2
votes

I have complex XML files with nested elements. I built a process to handle using SSIS and T-SQL. We utilize Azure Data Factory and I'd like to explore converting XML files to JSON or CSV, since those are supported by ADF and XML is not.

It appears logic apps is one option. Has anyone had other luck with taking XML and converting within a pipeline?
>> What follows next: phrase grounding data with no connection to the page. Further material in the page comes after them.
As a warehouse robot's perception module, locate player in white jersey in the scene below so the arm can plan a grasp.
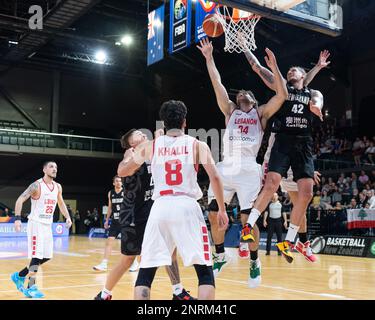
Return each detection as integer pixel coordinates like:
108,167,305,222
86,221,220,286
123,100,228,299
258,132,320,262
198,39,287,287
11,161,72,298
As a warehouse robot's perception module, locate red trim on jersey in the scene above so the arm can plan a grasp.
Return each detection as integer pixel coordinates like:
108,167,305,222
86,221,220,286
151,139,156,161
160,189,188,196
193,139,199,173
31,181,42,200
42,178,55,192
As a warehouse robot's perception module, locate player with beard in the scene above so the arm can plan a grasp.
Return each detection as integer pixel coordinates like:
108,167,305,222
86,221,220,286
241,50,330,263
198,39,287,287
11,161,72,298
95,129,195,300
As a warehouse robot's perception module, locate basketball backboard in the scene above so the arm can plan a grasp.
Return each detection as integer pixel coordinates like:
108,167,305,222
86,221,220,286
213,0,343,36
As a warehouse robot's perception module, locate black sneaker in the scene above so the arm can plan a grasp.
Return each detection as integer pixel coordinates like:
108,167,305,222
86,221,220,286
172,289,198,300
94,291,112,300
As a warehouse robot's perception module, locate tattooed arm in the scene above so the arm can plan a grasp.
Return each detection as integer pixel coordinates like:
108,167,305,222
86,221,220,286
57,183,72,229
14,181,39,232
245,50,286,91
165,249,181,285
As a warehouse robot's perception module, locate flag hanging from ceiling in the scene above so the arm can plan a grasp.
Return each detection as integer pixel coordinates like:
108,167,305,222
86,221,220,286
147,5,164,66
195,0,216,42
169,0,191,53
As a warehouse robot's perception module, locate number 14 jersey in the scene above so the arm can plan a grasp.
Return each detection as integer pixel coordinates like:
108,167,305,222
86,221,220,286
151,135,202,200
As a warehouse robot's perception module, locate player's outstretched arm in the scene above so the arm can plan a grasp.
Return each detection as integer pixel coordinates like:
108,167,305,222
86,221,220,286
310,90,324,121
14,181,39,232
104,191,112,229
245,49,285,91
303,50,331,87
197,141,229,231
117,141,153,178
197,38,236,117
259,48,288,128
57,183,72,229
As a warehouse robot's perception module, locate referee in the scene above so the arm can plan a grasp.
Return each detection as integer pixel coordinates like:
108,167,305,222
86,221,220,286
263,193,288,256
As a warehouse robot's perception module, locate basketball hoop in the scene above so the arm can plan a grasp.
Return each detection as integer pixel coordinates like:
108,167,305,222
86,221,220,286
216,5,261,53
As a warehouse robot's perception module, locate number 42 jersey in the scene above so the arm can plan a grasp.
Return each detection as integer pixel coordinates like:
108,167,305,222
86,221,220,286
151,135,202,200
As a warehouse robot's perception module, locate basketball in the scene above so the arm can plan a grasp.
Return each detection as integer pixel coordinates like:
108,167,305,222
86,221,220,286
203,14,224,38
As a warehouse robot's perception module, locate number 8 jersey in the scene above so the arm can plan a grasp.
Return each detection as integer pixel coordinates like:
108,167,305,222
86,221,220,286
28,178,59,224
151,135,202,200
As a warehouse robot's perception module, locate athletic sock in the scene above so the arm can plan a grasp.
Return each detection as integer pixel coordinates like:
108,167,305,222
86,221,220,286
247,208,260,227
18,267,29,278
285,223,299,243
27,276,36,288
172,283,184,296
250,250,258,261
215,242,225,254
101,288,112,300
298,232,307,243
Current Workflow: pick up XML files from folder, drop to on network drives, bulk insert XML into a staging row, parse XML to various SQL tables for analysis.

Sample:

<HEADER>
<SurveyID> 1234 </SURVEYID>
  <RESPONSES>
      <VAR>Question1</VAR>
      <VALUE>Answer1</VALUE>
  </RESPONSES>
  <RESPONSES>
      <VAR>Question2</VAR>
      <VALUE>Answer2</VALUE>
  </RESPONSES>
<SurveyID> 1234 </SURVEYID>
 <RESPONSES>
      <VAR>Question1</VAR>
      <VALUE>DifferentAnswer</VALUE>
  </RESPONSES>
</HEADER>

Note: I don't need to know how to parse XML, that is done. I also know that you can execute SSIS within ADF. I am looking at alternatives to the overall process.

1
Yes, Azure Logic App and its Transform XML action is an option. It supports Liquid, XSLT 1.0, XSLT 2.0, or XSLT 3.0. XSLT 3.0 has output="JSON". Amazingly enough, Microsoft Azure Data Factory cannot process XML. It is a glaring omission. I know that they are working to introduce such functionality.Yitzhak Khabinsky

1 Answers

5
votes

I'm not sure why this question got downvoted - I had a similar need a few months ago. The situation was exacerbated by the fact the XML we receive is poorly formatted and wouldn't even parse correctly. To solve this, I wrote a .NET console app and deployed it to Azure Batch. It reads the XML from Blob Storage, corrects the formatting errors, then parses the XML and outputs it to a JSON file back in Blob Storage. ADF supports Azure Batch through the "Custom" activity, and so this plugs right into our pipeline. Depending on your data structure, you could output it to CSV if that is more appropriate.

The tricky bits of using Azure Batch from ADF are in passing and processing parameter data. In the ADF configuration, these are listed under "Extended properties": enter image description here

These properties are available to the Batch job at runtime in a JSON file named "activity.json":In the Console app, you will need to access the JSON file to read the extended properties:

var activity_json = File.ReadAllText("activity.json");
dynamic activity = JsonConvert.DeserializeObject(activity_json);
            
parameters.Add("alertId", activity.typeProperties.extendedProperties.AlertId.ToString());
parameters.Add("hashKey", activity.typeProperties.extendedProperties.HashKey.ToString());
parameters.Add("startTime", activity.typeProperties.extendedProperties.StartTime.ToString());
parameters.Add("endTime", activity.typeProperties.extendedProperties.EndTime.ToString());

The property names are Case Sensitive. [Note that in this example I am writing them to a "parameters" Dictionary - I do that so I can run the Console app either locally or in Azure Batch.] There are a few other "interesting" aspects to using Azure Batch, but this is the biggest hurdle in my opinion.